How Biden’s first 100 days have impacted Wisconsinites

NOW: How Biden’s first 100 days have impacted Wisconsinites

MADISON Wis. (CBS 58) -- President Joe Biden reached his 100th day in office Thursday, since his swearing-in ceremony in January.

While the milestone is not necessarily how any president will be remembered, political experts say it can offer a snapshot of their priorities and strategies to address certain issues. 

In his first few months into his term, Biden has delivered on two of his big priorities, passing a massive COVID-19 relief bill and ramping up vaccine supply. While both directly impact the state, many Republicans say the president, so far, is failing to reach across the aisle. 

“Bipartisan rhetoric, but partisan legislation,” said Rep. Bryan Steil (R-WI). 

From inauguration day to the early months of his presidency, the coronavirus pandemic has defined President Biden’s first 100 days. The 1.9 trillion-dollar rescue package is what many Democrats say is one of Biden’s major accomplishments to date, despite not a single GOP lawmaker voting for it due to the size and cost of the bill. 

“The American Rescue Plan was huge, it was one of the biggest bills we’ve done in Congress in years, and we needed to respond to the COVID crisis because the last administration didn’t want to,” said Rep. Mark Pocan (D-WI). 

The ARPA gave some Wisconsinites $1,400 stimulus checks, billions to state and local governments, additional unemployment benefits and funding for COVID-19 testing and vaccinations. 

UW-Madison Political Science Professor Ken Mayer said while the relief package was welcomed by many, it’s the rest of his priorities that will be an uphill battle. 

“It’s pretty popular, it’s putting money into people’s pockets, it’s providing aid to state and local governments and the unemployed, but it’s the next set of legislative proposals that will be a much tougher sell,” said Meyer. 

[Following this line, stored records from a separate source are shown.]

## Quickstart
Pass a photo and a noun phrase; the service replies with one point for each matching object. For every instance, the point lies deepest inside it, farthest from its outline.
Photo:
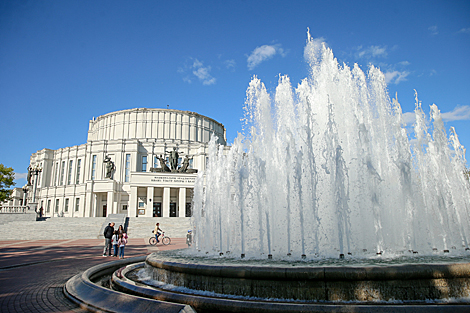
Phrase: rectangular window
(144, 163)
(56, 179)
(69, 181)
(62, 170)
(93, 168)
(127, 168)
(77, 176)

Republicans are painting Biden's first few months in office as partisan, saying he’s failed to reach across the aisle by shutting them out of major policy decisions such as the $2 trillion infrastructure plan.

“Just a small portion of that goes towards our aging infrastructure, which is roads, bridges, billions will be inefficiently spent if that would actually come to fruition,” said Steil. 

Part of Biden’s infrastructure proposal would cut right through Wisconsin by expanding Amtrak routes. Passengers could travel by rail from Madison to Milwaukee, Green Bay, Eau Claire and the Twin Cities under Amtrak’s 2035 vision.

Former governor Scott Walker infamously rejected funds in 2011 to expand Wisconsin's high-speed rail, and he still believes it’s not a wise investment. 

“Creating a route between Madison and Milwaukee is an absolute boondoggle,” said Walker. “By the time someone gets to a station in Milwaukee and goes to Madison they can travel more quickly in their car, and it would cost less.”

Police reform is another key issue for the Biden administration, which is also gaining momentum in Wisconsin as a bipartisan task force on policing recently released 18 recommendations for law enforcement. Negotiations on state and federal proposals are ongoing, but whether both sides will be able to find common ground remains to be seen. 

“If Congressional Republicans are not seriously interested in working with the president, it will be impossible to reach unity,” said Meyer. 
Biden recently urged Congress to pass the George Floyd Justice in Policing Act, which aims to increase police accountability and to remove law enforcement tactics that have led to the death of dozens of Black Americans.